|© Life restoration of a lost Aurochs cow skull from Berlin|
The head of the aurochs is another one of those features that clearly distinguish it from many modern cattle breeds. Most domestic cattle skulls are paedomorphic: they retain juvenile traits all their life, such as a concave profile, a short snout and front head, larger eyes et cetera. Consequently, the skull bone of the aurochs was much more elongated than in many cattle breeds, with a long snout and front head and comparably small eyes sitting in prominent sockets.
|© Berlin skull|
Over the last year I did a lot of life restorations based directly on photos of a lot aurochs skulls, about 20 or so. Some of the better ones are presented above. These reconstructions confirm what is implied by the actual skull bones. There are, however, skulls that are shorter than in average aurochs individuals (f.e. the Cambridge cow from the early Holocene), but the snout profile is always either straight or slightly concave.
|© Skull from Lund, Sweden|
|@ Aurochs from Copenhagen|
|© Skulls from Germany, Cambridge and Poland|
Note that the different horn shapes on my drawings are either an result of perspective or orientation relative to the skull – the basic curvature of aurochs horns was always the same. I’ll do a post on the aurochs’ horns some time as well.
The skull of most, if not all, Heck cattle is considerably shorter than in the aurochs and more or less paedomorphic, therefore its skull differs from the wild bovine but is much like that of other domestic cattle.
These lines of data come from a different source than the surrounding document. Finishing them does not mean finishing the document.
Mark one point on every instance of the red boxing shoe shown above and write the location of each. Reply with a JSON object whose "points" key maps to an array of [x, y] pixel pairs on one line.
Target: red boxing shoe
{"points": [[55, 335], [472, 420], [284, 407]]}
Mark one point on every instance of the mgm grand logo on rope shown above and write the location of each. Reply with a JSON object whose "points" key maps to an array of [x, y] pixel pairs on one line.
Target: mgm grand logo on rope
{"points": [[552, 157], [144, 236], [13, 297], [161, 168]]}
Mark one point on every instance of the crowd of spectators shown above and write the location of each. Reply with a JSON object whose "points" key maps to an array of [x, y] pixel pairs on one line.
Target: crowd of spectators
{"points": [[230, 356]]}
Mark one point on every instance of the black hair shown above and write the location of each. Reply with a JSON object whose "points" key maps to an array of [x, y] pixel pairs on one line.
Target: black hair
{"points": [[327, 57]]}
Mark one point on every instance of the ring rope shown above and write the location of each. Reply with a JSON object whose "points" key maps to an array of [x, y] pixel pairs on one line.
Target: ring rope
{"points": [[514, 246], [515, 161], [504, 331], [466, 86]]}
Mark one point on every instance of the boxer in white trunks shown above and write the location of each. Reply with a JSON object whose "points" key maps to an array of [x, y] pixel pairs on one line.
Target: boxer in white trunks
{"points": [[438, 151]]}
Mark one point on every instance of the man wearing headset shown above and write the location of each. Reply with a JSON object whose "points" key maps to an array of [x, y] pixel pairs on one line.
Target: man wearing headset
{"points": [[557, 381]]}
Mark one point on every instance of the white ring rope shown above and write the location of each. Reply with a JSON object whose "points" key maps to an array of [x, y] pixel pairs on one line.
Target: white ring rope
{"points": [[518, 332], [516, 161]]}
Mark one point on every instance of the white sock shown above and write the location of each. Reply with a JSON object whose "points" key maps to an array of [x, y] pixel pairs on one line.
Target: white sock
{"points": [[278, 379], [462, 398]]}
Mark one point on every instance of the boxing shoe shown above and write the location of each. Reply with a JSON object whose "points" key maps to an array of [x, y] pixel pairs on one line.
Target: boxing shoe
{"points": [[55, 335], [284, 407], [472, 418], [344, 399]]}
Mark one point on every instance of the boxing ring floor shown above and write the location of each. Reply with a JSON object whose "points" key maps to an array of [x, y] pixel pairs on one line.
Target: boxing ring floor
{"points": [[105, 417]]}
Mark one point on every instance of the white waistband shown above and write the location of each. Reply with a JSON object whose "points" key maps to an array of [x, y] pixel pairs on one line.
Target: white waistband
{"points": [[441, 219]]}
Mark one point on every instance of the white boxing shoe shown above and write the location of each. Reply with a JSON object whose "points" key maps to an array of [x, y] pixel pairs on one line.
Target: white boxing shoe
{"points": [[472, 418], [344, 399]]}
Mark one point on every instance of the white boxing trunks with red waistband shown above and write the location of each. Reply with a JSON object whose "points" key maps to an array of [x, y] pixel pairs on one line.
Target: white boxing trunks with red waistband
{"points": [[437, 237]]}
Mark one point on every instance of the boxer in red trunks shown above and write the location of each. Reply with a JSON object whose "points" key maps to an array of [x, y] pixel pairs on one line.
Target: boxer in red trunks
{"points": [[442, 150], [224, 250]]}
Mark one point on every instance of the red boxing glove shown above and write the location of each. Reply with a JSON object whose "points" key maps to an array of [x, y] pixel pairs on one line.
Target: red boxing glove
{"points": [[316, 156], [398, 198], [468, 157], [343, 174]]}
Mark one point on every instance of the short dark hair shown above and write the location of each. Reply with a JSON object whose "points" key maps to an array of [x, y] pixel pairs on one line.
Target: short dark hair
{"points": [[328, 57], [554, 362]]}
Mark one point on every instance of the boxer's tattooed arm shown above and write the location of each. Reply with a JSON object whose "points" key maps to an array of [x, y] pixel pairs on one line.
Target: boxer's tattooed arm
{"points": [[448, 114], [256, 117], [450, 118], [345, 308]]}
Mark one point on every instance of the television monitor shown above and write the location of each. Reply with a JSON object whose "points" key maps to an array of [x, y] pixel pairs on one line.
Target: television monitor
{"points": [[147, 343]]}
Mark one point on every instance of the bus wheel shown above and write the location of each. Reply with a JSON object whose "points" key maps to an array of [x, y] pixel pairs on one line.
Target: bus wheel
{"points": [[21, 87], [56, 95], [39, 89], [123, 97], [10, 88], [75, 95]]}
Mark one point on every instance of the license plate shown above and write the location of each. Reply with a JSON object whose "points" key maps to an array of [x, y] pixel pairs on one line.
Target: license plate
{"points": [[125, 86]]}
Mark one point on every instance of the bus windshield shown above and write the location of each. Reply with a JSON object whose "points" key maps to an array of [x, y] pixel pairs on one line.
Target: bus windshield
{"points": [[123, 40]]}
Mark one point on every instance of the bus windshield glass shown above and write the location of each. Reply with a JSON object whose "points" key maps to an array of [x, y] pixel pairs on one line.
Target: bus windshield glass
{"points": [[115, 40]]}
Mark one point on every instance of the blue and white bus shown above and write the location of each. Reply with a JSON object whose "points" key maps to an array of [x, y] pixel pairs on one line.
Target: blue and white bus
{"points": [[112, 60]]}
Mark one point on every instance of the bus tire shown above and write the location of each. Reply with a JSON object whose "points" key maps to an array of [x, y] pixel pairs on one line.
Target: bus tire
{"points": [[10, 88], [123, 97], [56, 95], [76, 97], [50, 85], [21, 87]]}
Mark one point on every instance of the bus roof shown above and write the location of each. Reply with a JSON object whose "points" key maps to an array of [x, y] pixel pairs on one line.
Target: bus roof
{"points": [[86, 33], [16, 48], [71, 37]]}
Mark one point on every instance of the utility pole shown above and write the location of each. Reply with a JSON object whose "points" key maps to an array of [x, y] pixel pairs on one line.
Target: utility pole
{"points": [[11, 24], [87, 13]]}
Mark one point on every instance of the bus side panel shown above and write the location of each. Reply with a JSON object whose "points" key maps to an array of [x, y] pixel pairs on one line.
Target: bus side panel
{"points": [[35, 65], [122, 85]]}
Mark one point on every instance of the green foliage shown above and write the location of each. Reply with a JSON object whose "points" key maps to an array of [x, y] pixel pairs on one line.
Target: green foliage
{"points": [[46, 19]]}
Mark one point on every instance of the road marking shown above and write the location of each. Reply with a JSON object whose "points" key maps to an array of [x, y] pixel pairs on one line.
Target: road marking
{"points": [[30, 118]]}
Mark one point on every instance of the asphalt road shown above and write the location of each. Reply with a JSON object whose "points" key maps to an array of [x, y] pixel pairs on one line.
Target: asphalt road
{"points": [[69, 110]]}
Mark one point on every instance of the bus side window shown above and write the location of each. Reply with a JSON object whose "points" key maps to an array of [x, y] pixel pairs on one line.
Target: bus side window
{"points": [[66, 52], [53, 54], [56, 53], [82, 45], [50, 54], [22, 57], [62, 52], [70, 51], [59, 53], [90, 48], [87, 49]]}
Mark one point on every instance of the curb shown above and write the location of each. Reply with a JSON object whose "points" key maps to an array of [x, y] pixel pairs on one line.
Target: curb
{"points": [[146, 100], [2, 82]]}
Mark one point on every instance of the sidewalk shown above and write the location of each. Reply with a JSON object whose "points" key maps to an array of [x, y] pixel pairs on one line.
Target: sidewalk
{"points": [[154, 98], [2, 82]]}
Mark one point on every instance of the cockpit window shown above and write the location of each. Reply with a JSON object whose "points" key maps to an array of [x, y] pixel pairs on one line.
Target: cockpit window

|Heck cattle usually have a paedomorphic |
skull much shorter than in the aurochs (Photo above: Wenzel)
Taurus cattle individuals usually have much better skulls, probably thanks to the influence of Sayaguesa. This Taurus cattle skull that I repost here, resembles the aurochs skulls to a large extent already (just slightly shorter):
|Taurus bull skull (above) compared with a true aurochs skull (below)|
In Sayaguesa, particularly the cows have a very elongated, straight-profiled skull. The same goes for some Pajuna individuals, and also some Maremmana primitivo.
Even some highly-derived breeds like Holstein and some zebuine breeds have very elongated skulls:
A particularly interesting detail of the European aurochs’ head in life was the curly hair between the horns. Anton Schneeberger makes a reference about it in a letter published in 1602, and the copy of the “Augsburg painting” by Charles Hamilton Smith also shows it. It was a cult to cut the skin with the hair off the face of caught living aurochs during the middle ages, because it was thought that belts made from that skin could increase fertility . Many cattle breeds show that curly front head hair, particularly the bulls. The exact colour of this portion is unknown. Historic evidence (text references and artistic depictions) suggest that it was coloured black or at least dark in European aurochs bulls, while a cow depicted at Lascaux clearly shows a lightly-coloured area between the horns. But many aurochs-like breeds show lightly-coloured hair between the horns in bulls as well. Cis van Vuure considers this to be a discolouration after domestication , but Gaurs also display lightly-coloured hair on their fronthead. Thus, parsimony implies that it must have been present in at least some aurochs populations if not in Europe. Because of that uncertainty, I think that it is possible that the colour of that particular area ranged from black over reddish-brown to blond in bulls, and probably always light in cows.
 van Vuure, Cis: Retracing the Aurochs - History, Morphology and Ecology of an extinct wild Ox.